Il est important de distinguer ici la peur de la stagflation de l’affirmation selon laquelle le monde serait déjà entré dans un scénario complet de stagflation. Selon la mise à jour de janvier des perspectives économiques mondiales du Fonds monétaire international, l’économie mondiale devrait néanmoins croître de 3,3 pour cent en 2026, tandis que la Banque mondiale estime que l’inflation mondiale pourrait ralentir cette année à 2,6 pour cent. Cela signifie que le scénario de base des institutions internationales n’est toujours pas une stagnation complète accompagnée d’une inflation durablement élevée. Pourtant, c’est précisément dans cette nuance que réside la raison de la nervosité : il suffit de quelques chocs négatifs pour qu’une trajectoire relativement stable se transforme en une combinaison défavorable de croissance plus faible et de nouvelle pression sur les prix.

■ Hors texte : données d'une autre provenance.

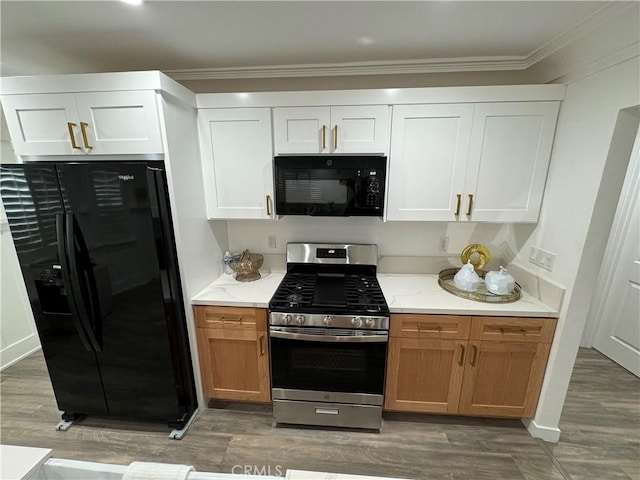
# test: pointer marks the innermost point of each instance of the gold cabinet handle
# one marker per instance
(324, 137)
(461, 359)
(74, 145)
(235, 318)
(83, 129)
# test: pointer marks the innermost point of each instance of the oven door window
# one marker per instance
(319, 191)
(328, 367)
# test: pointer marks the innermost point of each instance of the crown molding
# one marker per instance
(415, 66)
(598, 17)
(355, 68)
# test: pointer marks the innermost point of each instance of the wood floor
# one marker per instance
(600, 436)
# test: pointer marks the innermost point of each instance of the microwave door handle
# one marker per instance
(382, 338)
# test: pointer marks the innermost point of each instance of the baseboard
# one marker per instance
(548, 434)
(17, 351)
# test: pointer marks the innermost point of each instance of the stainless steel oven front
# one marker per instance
(328, 375)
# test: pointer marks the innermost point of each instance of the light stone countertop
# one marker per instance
(405, 293)
(410, 293)
(226, 291)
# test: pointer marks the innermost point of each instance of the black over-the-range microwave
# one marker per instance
(330, 185)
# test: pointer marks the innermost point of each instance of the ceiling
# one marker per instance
(211, 39)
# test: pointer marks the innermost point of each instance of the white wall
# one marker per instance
(18, 336)
(394, 239)
(583, 137)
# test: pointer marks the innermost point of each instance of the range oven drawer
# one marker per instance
(327, 366)
(327, 414)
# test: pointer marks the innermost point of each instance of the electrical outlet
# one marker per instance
(542, 258)
(444, 244)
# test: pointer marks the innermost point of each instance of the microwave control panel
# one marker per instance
(372, 194)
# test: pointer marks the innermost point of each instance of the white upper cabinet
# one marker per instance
(237, 162)
(121, 122)
(346, 129)
(428, 161)
(508, 160)
(470, 162)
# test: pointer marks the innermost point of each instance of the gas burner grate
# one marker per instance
(364, 292)
(294, 290)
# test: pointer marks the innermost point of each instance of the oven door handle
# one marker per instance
(383, 338)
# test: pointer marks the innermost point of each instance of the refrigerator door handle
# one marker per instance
(93, 306)
(71, 297)
(83, 311)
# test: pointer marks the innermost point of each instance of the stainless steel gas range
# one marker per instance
(329, 328)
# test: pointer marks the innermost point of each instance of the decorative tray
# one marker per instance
(445, 280)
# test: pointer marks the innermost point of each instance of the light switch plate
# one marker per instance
(542, 258)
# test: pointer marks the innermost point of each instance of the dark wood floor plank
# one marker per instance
(600, 435)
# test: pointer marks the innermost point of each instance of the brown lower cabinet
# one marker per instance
(233, 349)
(481, 366)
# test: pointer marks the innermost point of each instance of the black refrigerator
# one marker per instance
(96, 248)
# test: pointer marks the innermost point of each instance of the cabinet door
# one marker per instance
(503, 379)
(234, 364)
(427, 161)
(508, 160)
(360, 129)
(41, 124)
(119, 122)
(424, 375)
(302, 130)
(237, 162)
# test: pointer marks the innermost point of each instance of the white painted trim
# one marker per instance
(18, 350)
(391, 67)
(580, 30)
(96, 82)
(548, 434)
(604, 63)
(385, 96)
(414, 66)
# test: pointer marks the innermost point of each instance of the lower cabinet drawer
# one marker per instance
(513, 329)
(430, 326)
(231, 317)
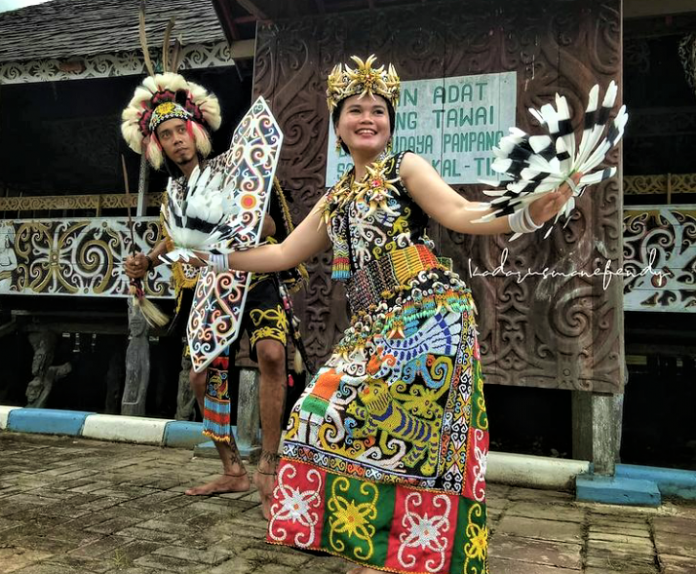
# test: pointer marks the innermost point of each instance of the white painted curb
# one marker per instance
(125, 429)
(534, 471)
(4, 415)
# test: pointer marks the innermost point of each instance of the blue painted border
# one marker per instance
(670, 481)
(47, 421)
(183, 434)
(617, 490)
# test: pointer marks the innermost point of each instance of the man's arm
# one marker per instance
(268, 227)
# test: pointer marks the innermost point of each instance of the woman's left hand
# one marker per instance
(201, 259)
(547, 206)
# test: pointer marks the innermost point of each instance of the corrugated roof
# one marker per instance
(66, 28)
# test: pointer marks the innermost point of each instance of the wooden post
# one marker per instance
(248, 414)
(596, 429)
(137, 364)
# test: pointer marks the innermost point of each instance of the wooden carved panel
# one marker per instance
(82, 256)
(557, 332)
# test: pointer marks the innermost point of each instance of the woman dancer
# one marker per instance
(384, 455)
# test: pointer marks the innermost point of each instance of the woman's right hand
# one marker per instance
(137, 266)
(201, 259)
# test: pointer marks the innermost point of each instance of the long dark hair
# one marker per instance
(337, 114)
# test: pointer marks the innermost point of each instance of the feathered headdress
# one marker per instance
(534, 165)
(165, 96)
(344, 81)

Pourquoi la stagflation est de nouveau évoquée
La stagflation est un cadre macroéconomique particulièrement désagréable parce qu’elle associe deux phénomènes qui sont autrement traités séparément. Lorsque l’économie ralentit, les banques centrales peuvent généralement abaisser les taux d’intérêt afin de stimuler le crédit, la consommation et l’investissement. Lorsque l’inflation accélère, la réponse est le plus souvent inverse : un argent plus cher afin de refroidir la demande. Le problème apparaît lorsque ces deux processus se produisent simultanément. Dans ce cas, les banques centrales n’ont plus de réponse simple, car tout assouplissement de la politique monétaire comporte le risque de renforcer l’inflation, tandis que tout durcissement supplémentaire accroît la pression sur la croissance et l’emploi.

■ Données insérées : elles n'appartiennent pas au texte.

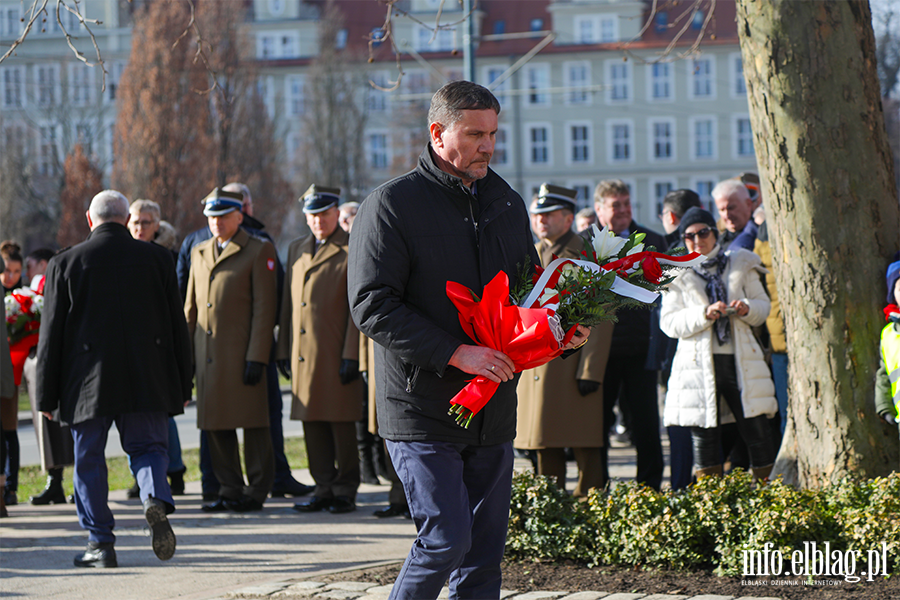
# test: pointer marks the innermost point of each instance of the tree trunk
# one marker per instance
(832, 209)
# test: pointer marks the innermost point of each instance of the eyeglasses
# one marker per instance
(702, 234)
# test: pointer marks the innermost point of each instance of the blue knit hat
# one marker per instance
(892, 275)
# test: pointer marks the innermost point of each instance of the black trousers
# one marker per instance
(754, 431)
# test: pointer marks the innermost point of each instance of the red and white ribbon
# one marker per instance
(551, 275)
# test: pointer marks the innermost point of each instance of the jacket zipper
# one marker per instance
(411, 379)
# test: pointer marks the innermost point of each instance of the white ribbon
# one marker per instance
(619, 286)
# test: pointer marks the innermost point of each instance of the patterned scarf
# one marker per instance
(715, 290)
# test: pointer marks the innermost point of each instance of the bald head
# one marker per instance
(109, 206)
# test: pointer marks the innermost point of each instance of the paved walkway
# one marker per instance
(276, 553)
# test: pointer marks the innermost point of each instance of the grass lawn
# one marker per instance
(32, 479)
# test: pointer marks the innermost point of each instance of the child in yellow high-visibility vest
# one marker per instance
(887, 378)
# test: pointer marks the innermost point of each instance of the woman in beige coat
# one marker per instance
(231, 309)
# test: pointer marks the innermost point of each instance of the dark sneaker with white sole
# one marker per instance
(162, 538)
(99, 555)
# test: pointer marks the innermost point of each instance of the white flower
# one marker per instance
(548, 295)
(637, 248)
(606, 243)
(12, 306)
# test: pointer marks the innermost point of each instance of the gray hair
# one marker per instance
(453, 98)
(109, 206)
(139, 206)
(731, 188)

C’est précisément l’énergie qui constitue le déclencheur le plus fréquent de cette peur. Dans un rapport publié le 12 mars, l’Agence internationale de l’énergie indique que les prix du pétrole ont fortement fluctué ces dernières semaines après les frappes américano-israéliennes contre l’Iran le 28 février ainsi que les perturbations de l’approvisionnement et de la navigation à travers le détroit d’Ormuz. Selon ce rapport, le Brent s’est à un moment approché de 120 dollars le baril, avant de retomber vers 92 dollars, ce qui représente encore environ 20 dollars de plus qu’au début du mois. L’AIE avertit en même temps que des prix du pétrole plus élevés et des perspectives mondiales plus incertaines représentent un risque supplémentaire pour la demande et pour les prévisions économiques plus larges.
Un tel choc énergétique a une transmission rapide et étendue. D’abord, le carburant, la logistique et une partie des intrants industriels deviennent plus chers, ensuite le coût de la production et de la distribution augmente, et enfin la pression se répercute sur les prix des biens et des services. Si ce processus se produit au moment où les ménages ressentent déjà le poids de crédits coûteux, tandis que les entreprises reportent leurs investissements en raison de l’incertitude, le résultat peut être une combinaison de ralentissement et d’inflation tenace. En d’autres termes, la stagflation n’est pas nécessairement la première issue, mais elle devient un risque suffisamment réel pour que les marchés et les gouvernements ne puissent plus l’ignorer.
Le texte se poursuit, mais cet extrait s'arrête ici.